I was in the middle of writing a homeschool high school essay called “Why I Believe What I Believe,” and one of my points was that the Bible was inspired. I wrote down something like this: “Written over ____ years by ___ authors in different countries and in several languages, the Bible amazingly has no contradictions.” Then, I grabbed our family encyclopedia to check exactly how many years and how many authors. True horror suddenly gripped me as I saw words on the page like “disputed author,” “written in the second century,” and “not settled until the fourth century …” My vision blurred; I slammed the encyclopedia shut.  Eventually, I calmed down enough to continue writing, having mentally explained away the data as yet one more humanistic attack on God’s obvious truth. But I never managed to feel really confident in my finished essay.

2. Ed Cyzewski highlights a little-discussed, but very real gap between seminary-educated clergy and the laypeople in their congregations. In seminary, he writes:

Instead of finding all of the answers, seminary revealed all of the dirty little secrets that pastors aren’t allowed to talk about because they’d lose their jobs if they brought any of it up with their congregations.

I confronted controversial topics like biblical authority, inerrancy, the problem of evil, the character of God, how salvation works, the historic views of hell, women in ministry, where we got the Bible from, and the list goes on. …

3. Peggy Fletcher Stack of the Salt Lake Tribune reports how “Mormons confront ‘epidemic’ of online misinformation“:

A Mormon student surfs the Internet for a school assignment and discovers that Mormon founder Joseph Smith had multiple wives, even marrying a 14-year-old.

A returned Mormon missionary, preparing a Sunday school lesson, comes across a website alleging that the Book of Mormon was plagiarized from a novel.

Surprised by what they find so easily online, more and more Mormons are encountering crises of faith.
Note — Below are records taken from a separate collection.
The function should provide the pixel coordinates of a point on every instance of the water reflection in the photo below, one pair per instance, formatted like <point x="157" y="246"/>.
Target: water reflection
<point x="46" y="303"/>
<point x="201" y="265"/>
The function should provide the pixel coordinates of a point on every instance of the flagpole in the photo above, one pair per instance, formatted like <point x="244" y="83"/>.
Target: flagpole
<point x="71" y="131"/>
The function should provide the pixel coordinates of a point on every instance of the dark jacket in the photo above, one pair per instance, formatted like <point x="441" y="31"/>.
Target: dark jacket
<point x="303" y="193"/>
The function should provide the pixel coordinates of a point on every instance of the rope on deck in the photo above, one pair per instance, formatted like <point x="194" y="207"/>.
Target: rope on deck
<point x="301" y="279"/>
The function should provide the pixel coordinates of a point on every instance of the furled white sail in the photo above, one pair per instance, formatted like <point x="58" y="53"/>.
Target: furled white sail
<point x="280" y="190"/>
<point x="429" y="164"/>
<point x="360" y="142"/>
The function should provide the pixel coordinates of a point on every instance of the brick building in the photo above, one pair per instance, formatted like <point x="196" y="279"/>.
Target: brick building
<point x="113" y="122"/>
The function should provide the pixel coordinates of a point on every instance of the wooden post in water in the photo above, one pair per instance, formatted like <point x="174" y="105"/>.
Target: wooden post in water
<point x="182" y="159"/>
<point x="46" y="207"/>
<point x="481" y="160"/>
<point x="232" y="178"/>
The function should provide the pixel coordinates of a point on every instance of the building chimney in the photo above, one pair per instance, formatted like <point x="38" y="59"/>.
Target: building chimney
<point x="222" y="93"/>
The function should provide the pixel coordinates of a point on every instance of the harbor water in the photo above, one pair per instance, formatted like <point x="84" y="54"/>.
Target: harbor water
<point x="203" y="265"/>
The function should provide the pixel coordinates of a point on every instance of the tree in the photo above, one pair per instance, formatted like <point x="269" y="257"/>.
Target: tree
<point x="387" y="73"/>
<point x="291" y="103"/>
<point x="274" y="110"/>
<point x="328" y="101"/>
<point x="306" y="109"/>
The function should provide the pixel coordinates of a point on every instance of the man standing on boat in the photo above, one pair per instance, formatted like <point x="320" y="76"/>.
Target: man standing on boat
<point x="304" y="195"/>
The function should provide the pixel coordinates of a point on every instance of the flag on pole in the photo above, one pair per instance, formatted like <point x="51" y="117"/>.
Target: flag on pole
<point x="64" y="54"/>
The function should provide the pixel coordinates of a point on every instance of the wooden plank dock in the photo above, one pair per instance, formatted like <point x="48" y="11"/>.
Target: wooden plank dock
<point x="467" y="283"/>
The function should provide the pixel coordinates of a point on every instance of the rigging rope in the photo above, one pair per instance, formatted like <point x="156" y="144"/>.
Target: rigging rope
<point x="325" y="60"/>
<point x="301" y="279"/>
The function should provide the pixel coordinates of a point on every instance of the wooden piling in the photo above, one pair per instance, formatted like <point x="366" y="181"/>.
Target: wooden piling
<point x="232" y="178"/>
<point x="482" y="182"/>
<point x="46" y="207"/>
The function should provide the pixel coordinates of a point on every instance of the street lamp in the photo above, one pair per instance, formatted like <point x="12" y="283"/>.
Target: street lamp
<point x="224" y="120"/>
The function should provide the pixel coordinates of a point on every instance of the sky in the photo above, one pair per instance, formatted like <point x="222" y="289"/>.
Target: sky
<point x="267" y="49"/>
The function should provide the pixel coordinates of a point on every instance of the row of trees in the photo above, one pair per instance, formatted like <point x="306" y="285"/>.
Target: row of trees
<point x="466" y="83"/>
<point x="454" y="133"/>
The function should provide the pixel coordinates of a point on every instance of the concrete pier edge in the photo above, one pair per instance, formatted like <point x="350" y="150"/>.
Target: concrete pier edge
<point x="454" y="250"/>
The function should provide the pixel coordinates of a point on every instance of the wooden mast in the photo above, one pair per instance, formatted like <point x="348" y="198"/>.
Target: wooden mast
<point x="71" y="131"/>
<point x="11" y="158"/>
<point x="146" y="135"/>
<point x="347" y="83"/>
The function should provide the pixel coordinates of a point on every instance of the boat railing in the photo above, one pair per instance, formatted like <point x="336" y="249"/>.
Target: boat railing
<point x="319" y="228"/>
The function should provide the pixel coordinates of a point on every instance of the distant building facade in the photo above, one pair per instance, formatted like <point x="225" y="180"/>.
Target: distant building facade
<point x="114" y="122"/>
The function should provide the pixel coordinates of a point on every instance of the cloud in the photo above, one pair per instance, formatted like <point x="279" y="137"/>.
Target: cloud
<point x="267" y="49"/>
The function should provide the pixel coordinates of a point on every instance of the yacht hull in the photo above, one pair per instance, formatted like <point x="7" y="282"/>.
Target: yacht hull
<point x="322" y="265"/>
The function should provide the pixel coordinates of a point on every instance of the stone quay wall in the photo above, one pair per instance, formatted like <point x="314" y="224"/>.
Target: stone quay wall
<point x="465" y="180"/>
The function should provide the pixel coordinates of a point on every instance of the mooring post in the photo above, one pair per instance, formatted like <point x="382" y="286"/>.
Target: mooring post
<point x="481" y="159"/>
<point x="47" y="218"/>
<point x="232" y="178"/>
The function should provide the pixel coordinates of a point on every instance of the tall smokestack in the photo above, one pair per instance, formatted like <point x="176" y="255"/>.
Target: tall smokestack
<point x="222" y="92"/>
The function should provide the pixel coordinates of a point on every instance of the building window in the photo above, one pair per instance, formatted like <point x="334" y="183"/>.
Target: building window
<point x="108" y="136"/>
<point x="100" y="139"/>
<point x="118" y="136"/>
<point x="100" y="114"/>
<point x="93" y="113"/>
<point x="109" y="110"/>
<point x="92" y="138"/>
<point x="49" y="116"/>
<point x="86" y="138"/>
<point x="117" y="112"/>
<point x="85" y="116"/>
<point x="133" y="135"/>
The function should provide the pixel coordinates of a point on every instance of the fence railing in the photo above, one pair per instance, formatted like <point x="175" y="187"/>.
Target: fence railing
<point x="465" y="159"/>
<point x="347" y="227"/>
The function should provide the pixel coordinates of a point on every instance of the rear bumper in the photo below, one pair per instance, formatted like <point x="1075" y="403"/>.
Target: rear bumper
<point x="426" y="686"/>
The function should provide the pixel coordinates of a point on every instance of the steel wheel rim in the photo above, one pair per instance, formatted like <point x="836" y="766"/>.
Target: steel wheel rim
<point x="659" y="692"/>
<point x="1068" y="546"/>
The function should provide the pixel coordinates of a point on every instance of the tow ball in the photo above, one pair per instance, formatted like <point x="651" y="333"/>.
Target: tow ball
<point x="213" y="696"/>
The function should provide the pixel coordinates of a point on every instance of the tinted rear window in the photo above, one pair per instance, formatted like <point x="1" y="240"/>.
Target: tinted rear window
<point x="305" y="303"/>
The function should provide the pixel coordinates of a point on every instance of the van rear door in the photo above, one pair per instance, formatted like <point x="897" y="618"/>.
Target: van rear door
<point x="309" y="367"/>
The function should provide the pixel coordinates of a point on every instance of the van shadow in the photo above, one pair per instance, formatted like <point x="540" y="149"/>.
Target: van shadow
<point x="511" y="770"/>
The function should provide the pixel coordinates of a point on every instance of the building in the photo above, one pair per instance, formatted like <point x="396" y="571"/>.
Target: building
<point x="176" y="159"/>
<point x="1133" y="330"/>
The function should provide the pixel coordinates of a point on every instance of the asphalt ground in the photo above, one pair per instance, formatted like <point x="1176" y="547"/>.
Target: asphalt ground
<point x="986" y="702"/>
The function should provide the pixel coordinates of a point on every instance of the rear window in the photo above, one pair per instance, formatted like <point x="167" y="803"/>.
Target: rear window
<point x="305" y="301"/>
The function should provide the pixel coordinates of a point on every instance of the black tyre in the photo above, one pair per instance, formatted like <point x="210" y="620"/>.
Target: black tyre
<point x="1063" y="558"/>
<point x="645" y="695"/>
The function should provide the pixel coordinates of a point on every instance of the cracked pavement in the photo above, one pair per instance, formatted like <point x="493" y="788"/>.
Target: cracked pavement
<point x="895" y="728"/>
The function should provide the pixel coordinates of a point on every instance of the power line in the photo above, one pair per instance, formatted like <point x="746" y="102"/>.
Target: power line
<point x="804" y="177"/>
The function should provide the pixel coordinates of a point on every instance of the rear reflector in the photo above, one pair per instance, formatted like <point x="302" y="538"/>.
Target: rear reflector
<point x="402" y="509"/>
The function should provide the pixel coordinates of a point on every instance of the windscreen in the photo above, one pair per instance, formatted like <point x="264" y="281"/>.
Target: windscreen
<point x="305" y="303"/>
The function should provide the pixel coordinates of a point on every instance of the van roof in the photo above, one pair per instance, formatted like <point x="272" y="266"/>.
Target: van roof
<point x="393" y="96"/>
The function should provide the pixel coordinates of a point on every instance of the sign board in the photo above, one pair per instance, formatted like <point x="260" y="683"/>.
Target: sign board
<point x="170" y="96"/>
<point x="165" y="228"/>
Some even leave the fold and, feeling betrayed, join the ranks of Mormon opponents.

It’s a growing problem, acknowledges Marlin Jensen, the outgoing historian for the Church of Jesus Christ of Latter-day Saints, and it’s one Mormon leaders are working to confront.

… For those who discover unwelcome information about the church’s history online, [LDS scholar Richard] Bushman said, “the whole picture changes in a flash.” The best way to prevent this from happening, Bushman said, is to give Mormons “the whole story from the beginning.”

“If the disruptive facts are worked into the history Latter-day Saints learn as they grow up, they won’t be turned upside down when they come across something negative.”

4. J.R. Daniel Kirk writes about the “irreducible theological diversity” of the four New Testament Gospels. To pastors, he says:

If you don’t give your people a category for this kind of diverse Bible being the word of God, then you will create a false sense of connection between a supposedly uniform, univocal Bible and the Christian faith as such. So what happens when they go off to college and take a Bible class at State University? What happens when they get bored one Saturday and map out (or try, anyway) the last week of Jesus’ life in each of the four Gospels?

Uh oh.

That’s when they discover that the Bible isn’t what you led them to believe. And if that imagined Bible is necessary for believing what God has to say about Jesus and the Christian faith in general, then the latter are apt to crumble as well.

5. Thousands traveled to Maiden, N.C., on Sunday to protest preacher who called for concentration camps:

Thousands of people traveled Sunday to the Catawba County Justice Center for a chance to share their feelings about the controversial comments of Charles Worley. During a May sermon, the Maiden pastor told his congregation he advocated confining gay people inside an electrified fence.

… People traveled to the protest from many North Carolina cities, including Asheville, Gastonia and Greensboro. The protest also drew travelers from across state lines.